The nonselective nicotinic receptor antagonist mecamylamine was administered before nicotine pretreatment in order to determine of the nicotinic receptor mediated the nicotine-induced enhancement of amphetamine. Rats were injected with saline (●, ○) or mecamylamine (▾) 1 h prior to the pretreatment (saline (●) or 0.32 mg/kg nicotine (○)), and the amphetamine challenge (0.32 mg/kg) was administered 4 h later.
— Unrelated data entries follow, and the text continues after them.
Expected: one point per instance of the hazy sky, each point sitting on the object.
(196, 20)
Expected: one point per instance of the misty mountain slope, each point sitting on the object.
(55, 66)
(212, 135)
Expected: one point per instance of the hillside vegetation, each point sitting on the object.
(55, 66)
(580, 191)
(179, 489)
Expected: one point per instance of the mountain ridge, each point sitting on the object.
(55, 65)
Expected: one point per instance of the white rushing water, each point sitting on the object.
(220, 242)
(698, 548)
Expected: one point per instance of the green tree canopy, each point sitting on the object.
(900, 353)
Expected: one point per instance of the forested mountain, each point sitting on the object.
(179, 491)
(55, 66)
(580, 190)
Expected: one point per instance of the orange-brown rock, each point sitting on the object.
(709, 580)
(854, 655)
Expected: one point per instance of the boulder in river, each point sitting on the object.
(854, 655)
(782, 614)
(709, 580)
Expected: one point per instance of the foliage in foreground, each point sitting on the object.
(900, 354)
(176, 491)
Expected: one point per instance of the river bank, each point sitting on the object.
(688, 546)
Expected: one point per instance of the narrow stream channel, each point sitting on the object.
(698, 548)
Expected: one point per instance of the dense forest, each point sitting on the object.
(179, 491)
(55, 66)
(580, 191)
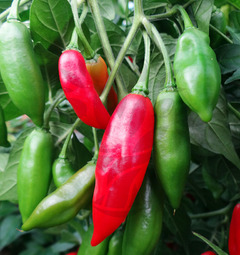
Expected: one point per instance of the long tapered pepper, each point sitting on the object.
(124, 155)
(234, 232)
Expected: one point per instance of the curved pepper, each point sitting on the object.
(144, 222)
(3, 130)
(171, 144)
(123, 158)
(99, 74)
(197, 72)
(79, 90)
(62, 170)
(65, 202)
(20, 71)
(34, 171)
(234, 232)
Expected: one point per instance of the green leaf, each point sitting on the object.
(228, 57)
(8, 232)
(51, 22)
(215, 135)
(202, 12)
(8, 178)
(213, 246)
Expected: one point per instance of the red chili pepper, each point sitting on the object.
(79, 90)
(208, 253)
(122, 162)
(99, 74)
(234, 232)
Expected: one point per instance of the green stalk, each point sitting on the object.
(95, 156)
(90, 53)
(63, 152)
(122, 91)
(142, 84)
(156, 37)
(14, 15)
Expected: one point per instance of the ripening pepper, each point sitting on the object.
(99, 74)
(197, 72)
(34, 171)
(144, 222)
(234, 232)
(78, 87)
(65, 202)
(171, 144)
(123, 158)
(19, 69)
These data show the data collected following the amphetamine challenge in terms of (a) time course or (b) total activity counts for 90 min following challenge injection. ** p<0.01 as compared with sal + sal pretreatment, ## p<0.01 as compared with sal + nic pretreatment.

Figure 6.

The effects of nicotine pretreatment on locomotor activity induced by other psychomotor stimulants: (a) cocaine, (b) nomifensine, (c) methamphetamine, or (d) the direct dopamine D1 agonist SKF81297. Saline or 0.32 mg/kg nicotine (i.p.) was administered 2 h prior to 3.2 mg/kg cocaine, 1.0 mg/kg nomifensine, 0.56 mg/kg methamphetamine, 0.32 mg/kg SKF81297, or 1.0 mg/kg SKF81297. For comparison, saline alone stimulates approximately 200 counts of activity. Data are expressed as total locomotor activity counts for 90 min following the challenge injection ± sem. * p<0.05 as compared with saline pretreatment.